Princeton play was within their offense, they don't have kids than can drive or initiate contact, offense is a backdoor layup or a 3. Again though if the passer saves that last dribble and gets it to his teammate quicker the defense can't recover to contest and the kid would've stepped into it more and likely made it.
Everyone wants to be Steph Curry. Curry nails that shot a majority of the time...these two kids...not so much. However, in the Princeton game, that was a good look, and they had nothing better down low.
Dogdeacon,
You do have a point that the passer could have gotten the ball back to the shooter and given him the extra second he needed to step a little more into the shot. But my point stands. When you are trailing by 1 point, a 28-foot 3 point shot with a hand in your face is not, and probably never will be, the best shot at the end of a college game (Travelman, I agree that if it is Steph Curry, it is a much higher percentage shot). And by the way Dogdeacon, the Princeton player had time to give a shot fake, have the Notre Dame player go flying by, dribble in a couple of steps and get off a significantly higher percentage shot. But he wanted to hit the 28 to 30 footer, Steph Curry style. Too much TV
And my point is... how many times do you see this at the end of games now? It happens a lot more often than the drive Jalen Adams made at the end of the Temple game. Oh, and how did that end? With a 3-foot lay up. Contested? Yes. But a much higher percentage shot than either of those two guys took today? Absolutely. Add to that if Jalen had missed his shot, the chance of a rebound and a put back is much better (ok, in the case of our front court this year marginally higher) in that case than on a long 3-pointer where the ball is going to bounce higher, harder and longer, as of course it did in both cases today.

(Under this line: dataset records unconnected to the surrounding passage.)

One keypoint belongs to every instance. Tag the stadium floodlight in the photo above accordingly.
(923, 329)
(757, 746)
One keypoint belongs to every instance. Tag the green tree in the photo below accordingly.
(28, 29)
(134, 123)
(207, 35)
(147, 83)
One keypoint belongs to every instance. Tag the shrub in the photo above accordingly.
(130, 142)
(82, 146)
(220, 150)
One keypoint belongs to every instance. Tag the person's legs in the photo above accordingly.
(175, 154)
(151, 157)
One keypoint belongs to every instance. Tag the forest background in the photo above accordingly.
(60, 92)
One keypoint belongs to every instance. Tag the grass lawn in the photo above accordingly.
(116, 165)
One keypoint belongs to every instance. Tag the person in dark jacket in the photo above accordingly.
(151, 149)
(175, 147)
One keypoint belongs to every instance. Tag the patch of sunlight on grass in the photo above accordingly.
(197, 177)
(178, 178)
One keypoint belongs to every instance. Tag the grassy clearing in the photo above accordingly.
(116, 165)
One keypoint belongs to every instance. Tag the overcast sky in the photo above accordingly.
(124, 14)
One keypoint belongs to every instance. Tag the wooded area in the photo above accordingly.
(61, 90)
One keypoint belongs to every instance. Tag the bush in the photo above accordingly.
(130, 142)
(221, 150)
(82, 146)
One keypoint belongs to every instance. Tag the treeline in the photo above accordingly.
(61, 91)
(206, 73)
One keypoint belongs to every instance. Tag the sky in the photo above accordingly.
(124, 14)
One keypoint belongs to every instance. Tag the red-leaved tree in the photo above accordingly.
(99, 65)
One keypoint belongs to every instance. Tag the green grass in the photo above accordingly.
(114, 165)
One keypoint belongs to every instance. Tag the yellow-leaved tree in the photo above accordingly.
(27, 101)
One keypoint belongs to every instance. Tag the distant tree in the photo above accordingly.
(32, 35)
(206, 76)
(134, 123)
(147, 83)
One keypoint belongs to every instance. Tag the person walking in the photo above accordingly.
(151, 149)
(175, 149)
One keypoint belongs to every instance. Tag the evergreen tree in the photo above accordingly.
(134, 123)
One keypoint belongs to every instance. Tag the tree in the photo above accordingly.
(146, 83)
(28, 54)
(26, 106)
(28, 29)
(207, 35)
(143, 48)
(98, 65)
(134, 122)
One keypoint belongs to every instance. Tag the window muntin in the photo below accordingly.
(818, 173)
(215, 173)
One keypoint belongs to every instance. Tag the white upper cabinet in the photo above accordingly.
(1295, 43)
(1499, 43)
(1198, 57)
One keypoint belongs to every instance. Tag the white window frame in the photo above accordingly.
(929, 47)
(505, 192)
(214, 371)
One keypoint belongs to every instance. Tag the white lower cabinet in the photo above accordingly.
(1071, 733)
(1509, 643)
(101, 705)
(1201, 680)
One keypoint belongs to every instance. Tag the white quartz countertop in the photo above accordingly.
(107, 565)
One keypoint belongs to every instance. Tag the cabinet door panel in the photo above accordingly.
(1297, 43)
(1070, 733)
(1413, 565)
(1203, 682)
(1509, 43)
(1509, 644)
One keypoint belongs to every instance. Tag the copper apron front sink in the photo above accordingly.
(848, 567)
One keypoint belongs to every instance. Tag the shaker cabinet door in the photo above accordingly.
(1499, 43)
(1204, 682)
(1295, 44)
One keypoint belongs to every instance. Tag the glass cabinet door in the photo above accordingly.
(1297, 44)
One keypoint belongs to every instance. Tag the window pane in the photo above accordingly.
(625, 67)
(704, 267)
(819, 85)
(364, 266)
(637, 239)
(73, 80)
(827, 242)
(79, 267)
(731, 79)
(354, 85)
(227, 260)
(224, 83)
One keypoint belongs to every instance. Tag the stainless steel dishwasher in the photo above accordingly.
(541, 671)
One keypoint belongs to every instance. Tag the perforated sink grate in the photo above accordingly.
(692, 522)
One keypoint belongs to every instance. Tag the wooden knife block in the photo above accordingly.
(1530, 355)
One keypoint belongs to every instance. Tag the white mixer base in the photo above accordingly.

It is a dumb, selfish, very-low percentage play to shoot that long range 3-point shot at the end of a 1 point game. The results time and time again prove that to be true, as it did both times today. And I believe that it is never a called play by a coach (at this level, anyway) but selfishness from the player who does it because he wants to see his face on SportsCenter instead of giving his team a better chance to win.